We use Elasticsearch Docker images for CI/CD, and I knew they were published for every version. I pulled two images to my local machine, which I could run to get the different versions:

$ docker pull docker.elastic.co/elasticsearch/elasticsearch:8.4.1
$ docker pull docker.elastic.co/elasticsearch/elasticsearch:8.4.2

Now I needed to index my reduced data set, and see if I can spot the error.

Creating a local debugging loop

I wrote another Python script which would:

Create an index with a random name (so I could reuse the same Elasticsearch instance)
Apply a mapping to the index
Index all the documents
Run a query against the index, see if it errors

I could use this with the minimal query I’d already found, and my reduced data set, and test against different versions of Elasticsearch. With the reduced data set, this took less than a minute each time, which is a relatively fast debugging loop.

I started with our original mapping, and kept deleting fields. Our index mapping has a lot of analysers and fields that were unlikely to affect this error (like parsing the title in multiple languages). I deleted bits of the mapping and re-ran the script, checking the error kept occurring.

I also flattened the documents. The first version of the query has a data. prefix in the field names, which reflects the structure of the complete index – but we don’t need that to reproduce the error.

By running this script repeatedly with both Docker images, I could see the error occurring on 8.4.2 and not 8.4.1. I tried some other changes to shrink the data set further, like halving the number of documents – but they made the error intermittent, and it was already pretty small.

This is when I stopped and started writing up an issue on the Elasticsearch repo.

It’s never that simple

This write-up makes it seem like a much more deliberate and intentional process than it actually was. Debugging isn’t linear – there are always false starts and wrong guesses between you and the solution. Experience helps – every time I debug a tricky problem, I spot the dead ends more quickly, but I’ll never avoid them entirely.

The artificial nature of this post aside, there are some useful lessons here:

Fast feedback loops are incredibly helpful. Once I had the final Python script, I was able to move quickly – I’d make a change, kick off a run, and have an answer within a minute.
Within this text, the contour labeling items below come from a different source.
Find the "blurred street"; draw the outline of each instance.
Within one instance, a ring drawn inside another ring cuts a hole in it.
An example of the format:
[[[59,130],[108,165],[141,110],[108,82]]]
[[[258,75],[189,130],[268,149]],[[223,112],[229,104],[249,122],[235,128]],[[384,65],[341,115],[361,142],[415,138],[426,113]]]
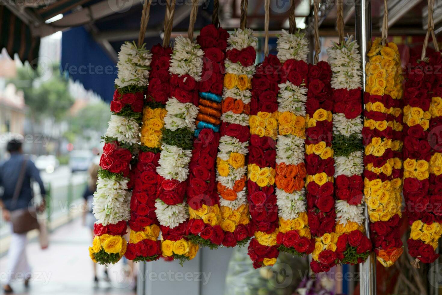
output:
[[[88,247],[91,244],[91,233],[77,218],[59,227],[50,234],[49,248],[42,250],[38,240],[28,245],[28,259],[32,269],[30,287],[26,289],[23,280],[14,281],[14,294],[30,295],[113,295],[134,292],[127,278],[129,268],[120,261],[108,268],[110,281],[104,281],[105,267],[99,266],[98,286],[93,282],[92,262]],[[4,281],[8,269],[7,257],[0,259],[0,281]]]

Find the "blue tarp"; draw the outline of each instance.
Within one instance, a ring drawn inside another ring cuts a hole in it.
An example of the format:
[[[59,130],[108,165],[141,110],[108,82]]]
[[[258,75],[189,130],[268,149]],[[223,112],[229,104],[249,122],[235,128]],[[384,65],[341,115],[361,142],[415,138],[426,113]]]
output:
[[[112,100],[116,65],[83,27],[63,32],[61,70],[106,101]]]

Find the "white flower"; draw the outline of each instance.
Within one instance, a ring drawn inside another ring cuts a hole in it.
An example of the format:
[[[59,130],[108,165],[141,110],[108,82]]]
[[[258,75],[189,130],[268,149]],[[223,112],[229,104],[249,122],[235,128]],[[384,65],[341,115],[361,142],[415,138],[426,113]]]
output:
[[[133,118],[116,115],[110,115],[106,136],[117,138],[124,143],[134,145],[139,141],[140,126]]]
[[[162,226],[173,228],[186,221],[189,217],[185,203],[168,205],[159,199],[155,201],[155,213]]]
[[[347,119],[343,113],[333,114],[333,125],[335,133],[340,133],[346,136],[356,134],[359,137],[362,137],[363,125],[360,115],[352,119]]]
[[[248,153],[248,142],[241,142],[236,138],[223,135],[220,138],[218,157],[226,161],[229,160],[231,153],[247,154]]]
[[[297,165],[304,162],[304,140],[296,135],[278,135],[276,142],[276,163]]]
[[[278,86],[279,87],[278,111],[290,111],[297,116],[305,116],[307,88],[295,86],[288,81]]]
[[[130,218],[131,194],[127,191],[129,180],[127,178],[117,180],[98,178],[97,190],[94,193],[93,213],[103,226]]]
[[[309,53],[309,42],[304,33],[290,34],[282,30],[278,37],[276,43],[278,45],[278,57],[281,62],[288,59],[296,59],[307,62],[307,55]]]
[[[332,87],[334,89],[356,89],[361,87],[361,55],[353,36],[347,36],[343,44],[332,42],[327,49],[328,63],[332,68]]]
[[[364,160],[362,151],[356,151],[348,157],[335,157],[335,177],[345,175],[361,175],[364,172]]]
[[[258,50],[258,39],[253,37],[253,31],[251,29],[235,30],[230,34],[227,42],[229,44],[227,50],[235,48],[241,51],[249,46],[253,46],[255,51]]]
[[[255,65],[248,67],[243,67],[240,63],[233,63],[226,60],[225,62],[225,72],[230,74],[235,74],[237,76],[247,75],[249,79],[251,79],[256,72]]]
[[[246,173],[247,173],[247,167],[246,166],[242,167],[238,169],[235,169],[230,165],[229,165],[229,175],[227,176],[221,176],[217,173],[217,181],[221,183],[221,184],[227,188],[232,189],[235,185],[235,182],[243,178]]]
[[[138,48],[135,42],[126,42],[121,46],[117,64],[118,77],[115,79],[119,87],[147,85],[152,54],[145,45]]]
[[[346,201],[339,200],[335,204],[336,221],[344,225],[350,221],[359,225],[364,222],[364,208],[362,205],[350,205]]]
[[[304,188],[295,191],[292,193],[277,188],[275,194],[279,217],[286,220],[294,219],[297,218],[300,213],[305,212],[307,204],[304,198],[305,192]]]
[[[247,114],[235,114],[232,111],[223,113],[221,120],[230,124],[238,124],[241,126],[248,126],[249,115]]]
[[[246,188],[244,188],[241,192],[236,192],[236,198],[233,201],[228,201],[220,196],[220,205],[229,207],[232,210],[240,207],[241,205],[247,203],[247,194]]]
[[[240,100],[244,104],[250,102],[251,100],[251,92],[250,90],[240,90],[237,87],[228,89],[224,87],[223,91],[222,98],[225,100],[227,97],[232,97],[235,100]]]
[[[198,115],[198,108],[191,103],[183,103],[175,97],[166,103],[167,114],[164,117],[164,127],[175,131],[179,128],[195,130],[195,118]]]
[[[191,149],[163,144],[156,172],[166,179],[184,181],[187,179]]]
[[[175,39],[169,71],[179,76],[188,74],[195,81],[201,80],[202,57],[204,52],[198,44],[187,38],[179,36]]]

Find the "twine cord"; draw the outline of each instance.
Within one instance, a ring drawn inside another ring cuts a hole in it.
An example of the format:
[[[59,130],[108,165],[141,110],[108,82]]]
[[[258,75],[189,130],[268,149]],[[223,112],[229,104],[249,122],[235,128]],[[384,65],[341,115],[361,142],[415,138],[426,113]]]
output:
[[[143,10],[141,13],[141,21],[140,22],[140,33],[138,34],[138,48],[141,47],[144,41],[144,35],[147,29],[147,23],[149,22],[150,12],[150,4],[152,0],[145,0],[143,4]]]

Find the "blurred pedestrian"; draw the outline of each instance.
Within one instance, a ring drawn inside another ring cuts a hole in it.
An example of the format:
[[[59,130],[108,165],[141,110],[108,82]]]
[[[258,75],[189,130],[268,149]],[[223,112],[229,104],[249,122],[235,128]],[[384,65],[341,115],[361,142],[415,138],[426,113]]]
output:
[[[26,256],[26,235],[29,230],[38,228],[36,211],[42,212],[46,204],[46,192],[40,172],[27,155],[23,154],[22,143],[23,141],[19,138],[11,140],[7,146],[11,156],[0,163],[0,187],[4,189],[0,198],[0,207],[3,218],[10,222],[12,230],[8,254],[8,272],[3,286],[5,293],[12,292],[10,283],[16,274],[24,275],[25,286],[28,286],[31,269]],[[32,179],[40,186],[43,199],[43,202],[37,208],[30,206],[34,198]]]
[[[94,216],[93,203],[94,201],[94,193],[97,190],[97,181],[98,181],[98,169],[99,166],[96,164],[92,164],[88,170],[88,186],[84,192],[83,193],[83,198],[84,199],[84,203],[87,210],[83,211],[83,224],[86,225],[91,230],[92,234],[92,238],[93,239],[94,224],[97,221]],[[94,268],[94,281],[98,283],[98,277],[97,276],[97,264],[92,262],[92,264]],[[104,271],[104,280],[109,281],[107,271]]]

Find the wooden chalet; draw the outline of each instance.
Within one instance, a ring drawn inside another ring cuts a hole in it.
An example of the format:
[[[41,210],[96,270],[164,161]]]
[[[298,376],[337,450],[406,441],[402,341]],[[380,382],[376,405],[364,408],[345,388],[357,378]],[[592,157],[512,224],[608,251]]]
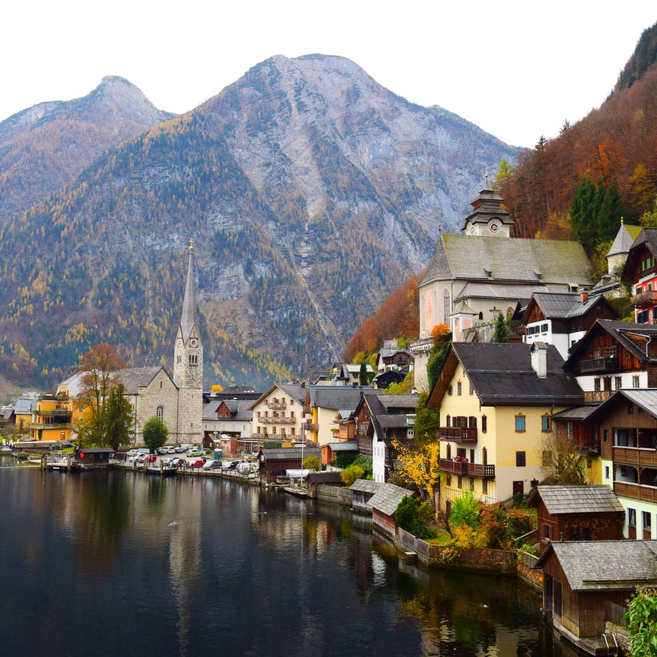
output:
[[[597,320],[572,346],[563,370],[576,377],[585,402],[622,389],[657,387],[657,326]]]
[[[657,389],[619,390],[589,420],[600,437],[602,481],[613,484],[627,509],[628,538],[652,539],[657,513]]]
[[[302,469],[303,459],[307,456],[322,458],[322,451],[318,447],[283,447],[260,448],[258,452],[258,463],[260,469],[260,480],[270,484],[276,482],[278,476],[285,476],[287,470]]]
[[[623,538],[625,509],[606,485],[539,486],[528,504],[537,510],[541,552],[553,541]]]
[[[606,604],[625,607],[637,586],[657,585],[657,541],[551,543],[537,567],[543,568],[546,619],[580,647],[606,654],[595,650]]]
[[[370,498],[372,521],[374,527],[384,534],[396,536],[397,520],[395,511],[406,495],[413,495],[413,491],[393,484],[383,484]]]

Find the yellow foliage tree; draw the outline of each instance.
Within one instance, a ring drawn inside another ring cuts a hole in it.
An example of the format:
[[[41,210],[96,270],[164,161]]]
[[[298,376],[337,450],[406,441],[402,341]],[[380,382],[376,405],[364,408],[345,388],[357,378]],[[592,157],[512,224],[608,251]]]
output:
[[[402,466],[397,473],[400,479],[416,487],[422,501],[433,504],[440,480],[440,443],[436,441],[418,446],[394,441],[392,444]]]

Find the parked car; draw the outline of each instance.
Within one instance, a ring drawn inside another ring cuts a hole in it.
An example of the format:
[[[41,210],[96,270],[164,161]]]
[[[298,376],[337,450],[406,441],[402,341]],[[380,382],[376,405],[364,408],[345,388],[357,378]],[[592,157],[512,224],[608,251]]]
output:
[[[220,470],[222,467],[220,461],[206,461],[203,464],[204,470]]]

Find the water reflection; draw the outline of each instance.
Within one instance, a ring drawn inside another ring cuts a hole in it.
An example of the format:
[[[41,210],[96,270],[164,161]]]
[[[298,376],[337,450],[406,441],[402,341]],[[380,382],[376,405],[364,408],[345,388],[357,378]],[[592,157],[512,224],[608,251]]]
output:
[[[348,509],[216,478],[18,469],[0,468],[7,654],[571,657],[530,589],[400,564]],[[81,627],[83,652],[62,638]]]

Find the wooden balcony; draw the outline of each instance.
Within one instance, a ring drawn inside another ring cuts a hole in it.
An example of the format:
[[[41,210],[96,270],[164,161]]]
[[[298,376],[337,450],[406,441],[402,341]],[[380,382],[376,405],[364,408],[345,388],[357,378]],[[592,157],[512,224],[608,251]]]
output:
[[[580,374],[617,372],[617,362],[615,356],[610,358],[590,358],[587,361],[580,361]]]
[[[631,297],[630,300],[635,308],[652,308],[657,304],[657,291],[648,289],[645,292],[639,292]]]
[[[483,463],[469,463],[465,461],[440,459],[440,472],[449,474],[465,475],[480,479],[494,479],[495,466]]]
[[[604,402],[613,394],[613,390],[593,390],[591,392],[584,392],[584,403],[587,402]]]
[[[657,467],[657,452],[652,448],[615,447],[614,463]]]
[[[657,503],[657,488],[652,486],[641,486],[625,481],[615,481],[614,492],[619,498],[648,502],[653,504]]]
[[[467,427],[441,426],[438,429],[439,440],[451,440],[455,443],[476,444],[477,430]]]

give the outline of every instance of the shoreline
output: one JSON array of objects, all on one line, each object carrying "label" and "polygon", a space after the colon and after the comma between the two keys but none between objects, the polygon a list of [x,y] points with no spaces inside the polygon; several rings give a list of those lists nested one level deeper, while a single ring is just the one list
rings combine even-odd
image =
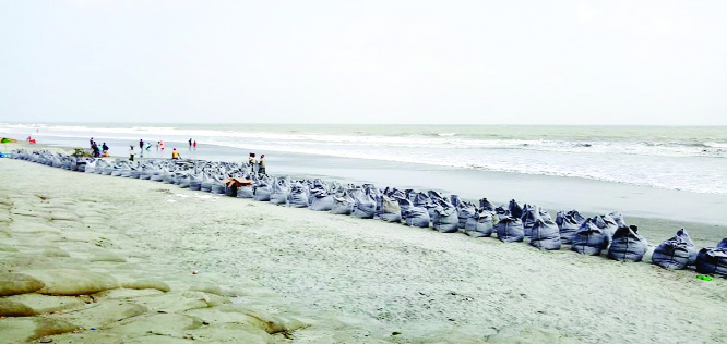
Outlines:
[{"label": "shoreline", "polygon": [[[25,161],[2,159],[0,164],[3,179],[15,181],[0,188],[3,194],[22,192],[31,199],[39,194],[59,205],[95,201],[94,209],[100,207],[114,219],[106,221],[110,232],[104,233],[128,237],[123,245],[110,246],[114,253],[138,269],[143,267],[134,257],[142,255],[171,261],[187,273],[199,269],[201,275],[243,285],[249,280],[247,284],[259,286],[241,293],[248,306],[276,314],[288,305],[287,314],[312,323],[291,331],[290,339],[278,337],[282,342],[341,342],[321,340],[322,333],[337,333],[351,343],[680,343],[725,337],[715,320],[725,306],[719,296],[725,279],[707,283],[693,271],[207,198],[168,184]],[[53,186],[60,181],[62,188]],[[15,204],[22,205],[21,199]],[[62,221],[69,220],[50,224],[67,223]],[[108,235],[91,233],[86,235],[96,239]],[[281,297],[259,292],[260,286]]]}]

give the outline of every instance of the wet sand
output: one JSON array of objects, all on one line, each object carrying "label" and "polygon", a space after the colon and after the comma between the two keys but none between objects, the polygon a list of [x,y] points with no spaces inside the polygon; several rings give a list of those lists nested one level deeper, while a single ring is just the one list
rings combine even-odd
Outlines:
[{"label": "wet sand", "polygon": [[[261,343],[724,343],[727,334],[726,280],[701,281],[690,270],[581,256],[567,247],[539,251],[524,243],[25,161],[0,159],[0,177],[7,199],[0,217],[3,273],[52,284],[37,271],[88,270],[117,282],[104,286],[111,296],[69,296],[82,304],[4,318],[0,333],[27,328],[35,335],[35,325],[79,329],[50,336],[55,343],[112,343],[112,336],[127,343],[187,343],[190,336],[219,342],[214,335],[248,332]],[[628,216],[627,221],[640,224],[652,244],[681,225]],[[688,231],[698,245],[724,231],[692,225]],[[159,291],[159,282],[169,291]],[[207,287],[200,291],[198,282]],[[145,287],[120,288],[124,283]],[[155,295],[166,306],[147,299]],[[182,306],[169,306],[174,297]],[[135,310],[117,309],[107,318],[88,310],[112,303]],[[235,308],[235,315],[248,311],[245,319],[255,318],[249,314],[254,311],[275,317],[276,325],[229,325],[229,315],[215,309],[233,306],[246,309]],[[118,321],[119,315],[126,318]],[[170,317],[148,320],[158,315]],[[91,319],[110,320],[91,331]],[[155,323],[168,330],[150,328]],[[214,334],[211,325],[229,331]]]}]

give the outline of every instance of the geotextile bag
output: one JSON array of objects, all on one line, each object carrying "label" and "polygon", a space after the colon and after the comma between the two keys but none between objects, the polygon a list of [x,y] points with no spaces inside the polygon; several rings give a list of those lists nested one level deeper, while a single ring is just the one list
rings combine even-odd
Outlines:
[{"label": "geotextile bag", "polygon": [[656,246],[652,262],[669,270],[680,270],[696,262],[696,246],[689,234],[681,229],[677,235]]},{"label": "geotextile bag", "polygon": [[636,230],[635,225],[623,225],[616,230],[611,246],[608,247],[608,258],[619,261],[641,261],[648,250],[648,243],[636,233]]}]

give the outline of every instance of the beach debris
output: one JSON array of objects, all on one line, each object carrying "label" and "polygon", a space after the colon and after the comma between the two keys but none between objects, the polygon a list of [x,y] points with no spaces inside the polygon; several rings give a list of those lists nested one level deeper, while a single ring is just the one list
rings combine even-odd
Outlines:
[{"label": "beach debris", "polygon": [[716,247],[704,247],[696,255],[696,272],[727,278],[727,237]]},{"label": "beach debris", "polygon": [[560,249],[560,231],[549,217],[537,218],[531,231],[531,245],[547,250]]},{"label": "beach debris", "polygon": [[497,225],[498,238],[503,243],[522,242],[525,238],[523,220],[516,217],[500,219]]},{"label": "beach debris", "polygon": [[608,258],[619,261],[641,261],[648,250],[646,238],[636,233],[639,229],[635,225],[622,225],[611,241],[608,247]]},{"label": "beach debris", "polygon": [[684,229],[677,231],[677,235],[666,239],[654,249],[652,262],[669,270],[684,269],[696,262],[696,246]]},{"label": "beach debris", "polygon": [[573,242],[573,235],[581,228],[585,218],[581,216],[576,210],[558,211],[556,216],[556,224],[560,230],[560,241],[563,244],[570,244]]},{"label": "beach debris", "polygon": [[[522,242],[525,236],[529,236],[529,244],[541,249],[559,249],[562,243],[572,244],[571,249],[581,254],[600,255],[608,248],[611,259],[622,261],[643,259],[648,245],[637,234],[637,229],[628,226],[618,212],[585,219],[575,210],[559,211],[553,222],[550,214],[541,208],[527,204],[521,206],[514,199],[506,206],[494,207],[487,198],[481,198],[479,207],[475,207],[470,202],[463,201],[457,195],[445,197],[437,191],[424,193],[386,187],[382,192],[372,184],[357,186],[342,185],[335,181],[326,183],[318,179],[311,181],[294,180],[288,176],[273,177],[258,175],[252,172],[252,167],[248,163],[224,161],[121,159],[111,161],[25,149],[14,150],[12,158],[71,171],[164,182],[193,191],[252,198],[289,207],[307,207],[335,214],[404,222],[409,226],[431,225],[443,233],[462,231],[470,236],[485,237],[496,232],[502,242]],[[168,188],[157,191],[168,194],[168,202],[190,197],[172,194]],[[212,201],[219,199],[212,195],[194,197]],[[683,269],[688,265],[696,263],[699,272],[726,275],[727,239],[716,247],[703,248],[698,254],[694,244],[682,229],[677,236],[656,247],[652,261],[667,269]],[[193,274],[198,273],[198,270],[193,271]],[[41,283],[47,282],[46,278],[48,277],[40,279]],[[60,281],[60,277],[52,277],[48,281]],[[88,283],[83,286],[84,288],[115,287],[114,282],[105,281],[103,278],[98,280],[91,278],[86,282]],[[65,284],[62,282],[52,287],[63,293],[71,293],[68,295],[76,293],[67,288]],[[2,287],[4,286],[0,283],[0,291]],[[44,287],[47,288],[48,286]]]},{"label": "beach debris", "polygon": [[571,249],[583,255],[599,256],[600,251],[608,247],[610,236],[587,219],[573,235]]}]

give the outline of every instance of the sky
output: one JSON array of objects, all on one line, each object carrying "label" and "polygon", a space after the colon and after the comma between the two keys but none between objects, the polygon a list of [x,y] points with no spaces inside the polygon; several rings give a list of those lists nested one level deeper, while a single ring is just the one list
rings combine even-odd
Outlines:
[{"label": "sky", "polygon": [[727,125],[726,13],[0,0],[0,122]]}]

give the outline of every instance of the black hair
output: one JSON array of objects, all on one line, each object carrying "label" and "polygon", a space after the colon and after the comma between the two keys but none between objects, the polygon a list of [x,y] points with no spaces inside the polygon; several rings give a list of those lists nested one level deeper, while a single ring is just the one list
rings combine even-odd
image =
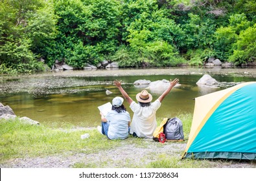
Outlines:
[{"label": "black hair", "polygon": [[151,102],[138,102],[141,107],[148,107],[151,105]]},{"label": "black hair", "polygon": [[118,113],[126,111],[126,109],[124,107],[124,105],[123,104],[122,104],[122,105],[119,107],[116,107],[112,105],[112,110],[117,111]]}]

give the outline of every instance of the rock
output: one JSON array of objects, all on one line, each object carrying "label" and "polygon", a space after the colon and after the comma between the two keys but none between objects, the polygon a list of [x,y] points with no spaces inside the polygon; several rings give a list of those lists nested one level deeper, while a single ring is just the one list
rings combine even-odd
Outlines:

I could even run multiple experiments simultaneously, to get more data.
Always look for ways to make it easier to debug next time. On this occasion, it was tricky to trace the error from the front-end web app to the catalogue API. That’s the sort of thing we might do again, so I improved the logging in that part of the code.
Good communication saves time: I should have opened an Elasticsearch issue sooner. “I’ve found a bug, I’m working on a repro.” It would have avoided duplication of effort, both from me and the other Elastic engineers I didn’t know were already looking at this bug.

More broadly, take this as a case study in writing useful test cases: find a reproducible error, delete something, see if the error reproduces. Repeat until there’s nothing left to delete.

Admittedly, step 1 is often the hard bit, and I got lucky to land on a reproducible error so quickly. Even so, I’m proud of the bug report I was able to write. I think it’s clear, it contains useful information, and my example made it easy to track down the faulty code.

This was fun. I don’t often get a chance to do deep debugging, especially in an unfamiliar system – it’s nice to know I can still manage when the need arises.